Among his early works was one where he included buses of London and painted them on weirdly shaped canvases. London West End gallery exhibited his works and Allen received widespread appreciation for his different approach and point of view to art. The gallery owners observed immense talent in the young artist and introduced Allen to the art of American artists such as Andy Warhol and Claes Oldenburg. From 1961 to 1963, Allen taught in Croydon College of Arts and in 1963, he received ‘Prix des Jeunes Artistes’.

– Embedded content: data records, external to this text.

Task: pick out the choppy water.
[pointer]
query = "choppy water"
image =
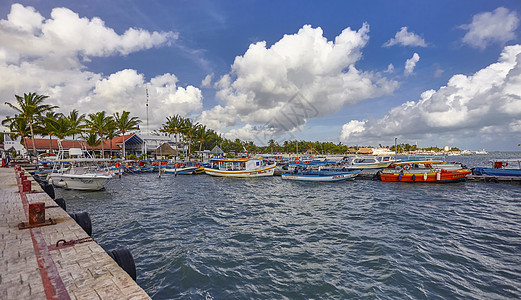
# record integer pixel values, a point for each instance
(196, 237)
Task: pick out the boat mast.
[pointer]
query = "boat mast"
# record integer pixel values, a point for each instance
(147, 108)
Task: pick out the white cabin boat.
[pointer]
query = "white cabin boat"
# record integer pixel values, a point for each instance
(80, 172)
(240, 167)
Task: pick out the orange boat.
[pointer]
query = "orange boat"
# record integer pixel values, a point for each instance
(442, 176)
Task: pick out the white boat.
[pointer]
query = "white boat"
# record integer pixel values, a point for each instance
(181, 171)
(78, 173)
(320, 176)
(240, 167)
(371, 162)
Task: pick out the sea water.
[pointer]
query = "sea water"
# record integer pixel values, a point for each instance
(198, 236)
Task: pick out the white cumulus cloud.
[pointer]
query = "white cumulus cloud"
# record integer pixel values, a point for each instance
(45, 56)
(301, 76)
(486, 28)
(410, 64)
(406, 38)
(483, 105)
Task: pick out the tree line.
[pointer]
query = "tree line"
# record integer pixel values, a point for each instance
(34, 117)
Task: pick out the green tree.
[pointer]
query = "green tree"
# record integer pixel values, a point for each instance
(92, 140)
(30, 107)
(49, 123)
(124, 124)
(18, 127)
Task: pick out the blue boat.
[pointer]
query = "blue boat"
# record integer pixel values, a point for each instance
(321, 176)
(500, 168)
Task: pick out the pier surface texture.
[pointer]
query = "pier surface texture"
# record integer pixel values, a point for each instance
(33, 268)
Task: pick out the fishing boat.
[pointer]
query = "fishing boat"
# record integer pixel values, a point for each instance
(321, 176)
(427, 164)
(432, 176)
(371, 162)
(184, 168)
(501, 168)
(81, 172)
(240, 167)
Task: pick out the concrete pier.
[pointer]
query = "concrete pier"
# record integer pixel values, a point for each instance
(32, 267)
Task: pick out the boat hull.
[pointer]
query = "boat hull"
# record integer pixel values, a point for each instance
(444, 176)
(79, 182)
(371, 165)
(320, 176)
(182, 171)
(497, 172)
(264, 172)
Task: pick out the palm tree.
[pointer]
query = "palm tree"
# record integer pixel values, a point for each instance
(49, 124)
(18, 127)
(92, 140)
(125, 124)
(111, 132)
(61, 128)
(76, 122)
(31, 108)
(99, 123)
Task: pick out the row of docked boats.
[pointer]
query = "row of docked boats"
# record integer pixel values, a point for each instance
(75, 169)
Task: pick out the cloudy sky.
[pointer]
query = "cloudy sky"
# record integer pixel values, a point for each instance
(431, 73)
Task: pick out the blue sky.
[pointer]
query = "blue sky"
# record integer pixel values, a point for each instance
(236, 65)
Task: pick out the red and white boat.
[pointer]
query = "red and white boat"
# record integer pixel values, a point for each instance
(434, 176)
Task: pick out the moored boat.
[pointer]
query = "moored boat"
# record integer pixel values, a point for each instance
(433, 176)
(501, 168)
(371, 162)
(240, 167)
(78, 173)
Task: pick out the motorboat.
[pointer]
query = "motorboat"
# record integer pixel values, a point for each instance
(78, 171)
(430, 175)
(500, 168)
(370, 162)
(322, 176)
(240, 167)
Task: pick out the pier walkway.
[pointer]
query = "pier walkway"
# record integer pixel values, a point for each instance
(32, 267)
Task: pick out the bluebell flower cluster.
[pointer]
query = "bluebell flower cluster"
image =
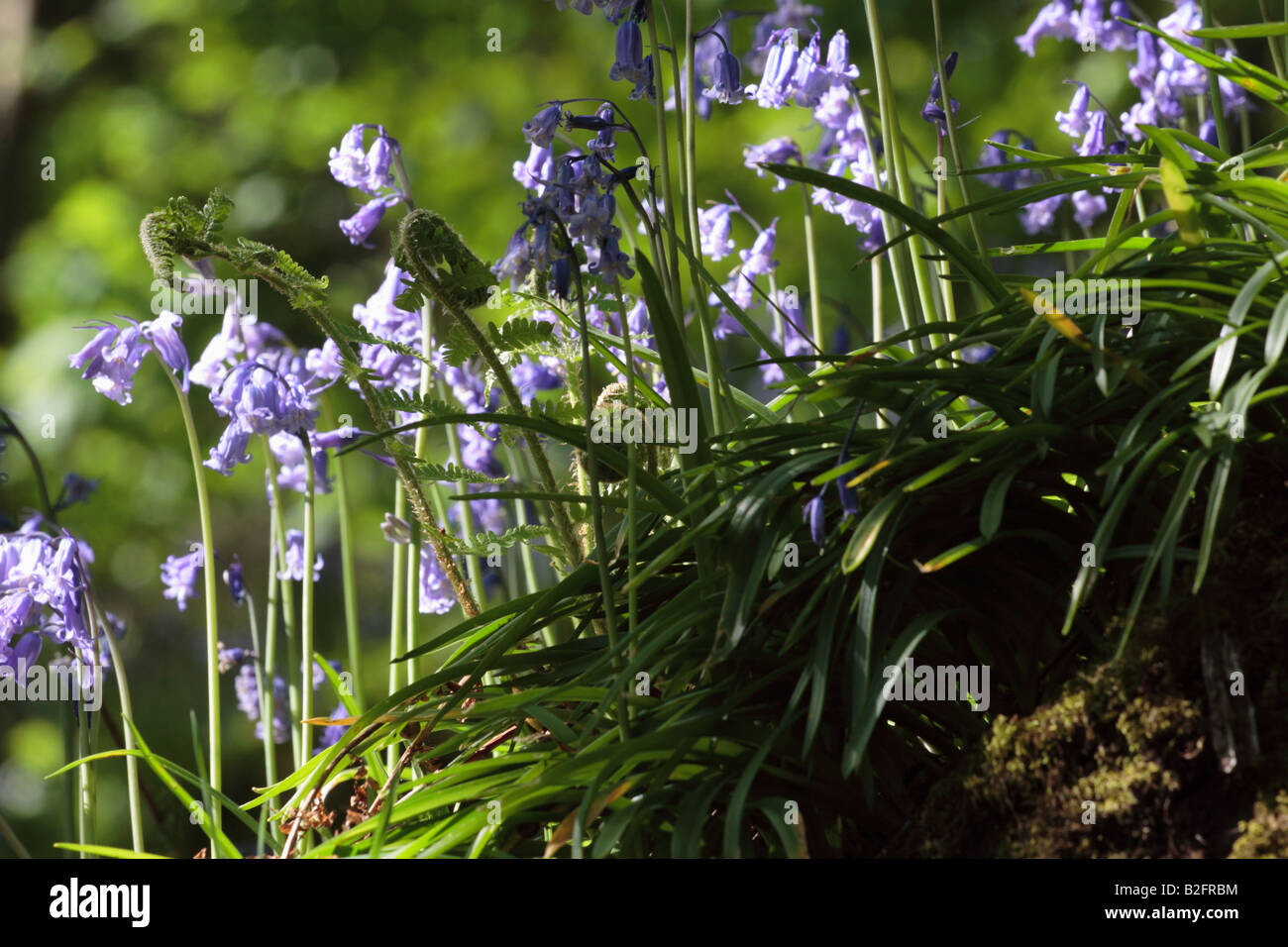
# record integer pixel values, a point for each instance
(112, 357)
(372, 171)
(1164, 78)
(809, 78)
(248, 694)
(43, 585)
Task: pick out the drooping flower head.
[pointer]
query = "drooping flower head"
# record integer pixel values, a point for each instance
(114, 356)
(179, 575)
(934, 110)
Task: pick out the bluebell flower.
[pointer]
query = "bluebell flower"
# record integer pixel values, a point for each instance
(610, 264)
(288, 451)
(992, 157)
(713, 224)
(232, 657)
(1094, 140)
(1113, 34)
(759, 261)
(231, 450)
(536, 170)
(325, 361)
(262, 402)
(1074, 121)
(604, 145)
(726, 81)
(1039, 215)
(248, 701)
(789, 14)
(531, 376)
(1054, 20)
(372, 170)
(436, 595)
(516, 262)
(777, 85)
(1207, 132)
(934, 110)
(810, 78)
(631, 64)
(241, 338)
(179, 577)
(540, 129)
(111, 360)
(815, 517)
(359, 227)
(43, 583)
(235, 581)
(979, 352)
(294, 558)
(561, 275)
(163, 334)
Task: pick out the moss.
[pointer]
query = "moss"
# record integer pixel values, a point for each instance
(1117, 737)
(1265, 835)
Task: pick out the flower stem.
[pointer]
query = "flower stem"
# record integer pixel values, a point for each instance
(815, 309)
(1223, 133)
(949, 120)
(266, 715)
(7, 831)
(292, 690)
(631, 484)
(207, 551)
(307, 603)
(348, 575)
(664, 157)
(132, 764)
(395, 607)
(897, 162)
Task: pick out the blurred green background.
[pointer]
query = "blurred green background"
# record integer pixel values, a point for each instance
(132, 115)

As a result of introduction to American pop art, he migrated to New York City and Allen spent most of his time roaming around the city, while exploring different art galleries to have a better understanding of the explicit arts made by American artists in 1930s and 40s. His erotic painting ‘Perfect Match’ was a result of this new found understanding of art, which got him into ‘The xart collection’ exhibition series in Zurich and he got to stand amongst some of the biggest names of that time.
He delivered lectures in University of Florida for some time and in 1968 he forayed into ‘structure art’ for the first time with a creation titled ‘Life Class’. He moved back to London in 1969 and completed his next work titled ‘Chair’, which indulged in eroticism and sado-masochist themes. He completed and exhibited his very first group of erotic fibreglass structures of a hatstand, table and chair and these creations made him a well-known name among the artist community in England.
However, his work wasn’t safe from criticism and Allen received a lot of flak for table, chair and hatstand when they were put on display in the Institute of Contemporary Art due to their explicit nature. Filmmaker Roman Polanski, however, was unaffected and admired Allen for his works and owned several of his sculptures. Master director Stanley Kubrick was also a big fan of Allen and included several of his sculptures in his 1971 film ‘A Clockwork Orange’.
This new found appreciation from filmmakers got him signed on for a film titled ‘Maitresse’ in 1975, which ran into controversy due to the provocative display of Allen’s sculptures. In 1977, he created a painting titled ‘Santa Monica Shores’ on a traditional canvas. It was around this time when he was teaching art in University of California and occasionally worked as a guest lecturer in Banff Centre School of Fine Arts in Alberta, Canada.
In 1979, he had one of the biggest exhibitions of his work in Liverpool in the Walker Art Gallery and the same exhibition was later taken to Serpentine Gallery in London. In early 80’s, he taught art in Berlin University as a guest lecturer and in 1986, his work was showcased in Vienna among the works of artists such as Brian Eno and Tony Cragg. The year didn’t end at that only, as later, he was selected as a Royal Academician by the Royal Academy.
In the very recent years, Jones has gained more popularity owing to his abstract steel sculptures, several exhibitions showcased his steel artworks and he gained a lot of praise. In 2007, Southampton Solent University awarded Allen a doctorate of Arts degree and his paintings and sculptors kept moving from exhibitions to exhibitions in United States and Europe.
In 2009, he was honoured with watercolour room in the Royal Academy, and the academy further honoured him by including a ‘Retrospective on Jones’ series which ran for 3 months in late 2014 to 2015.
Allen Jones has openly admitted that he is a feminist and despite the heavy backlash he has received from feminists, he says that his work is dedicated to them.
Allen Jones stays and works in Oxfordshire, England.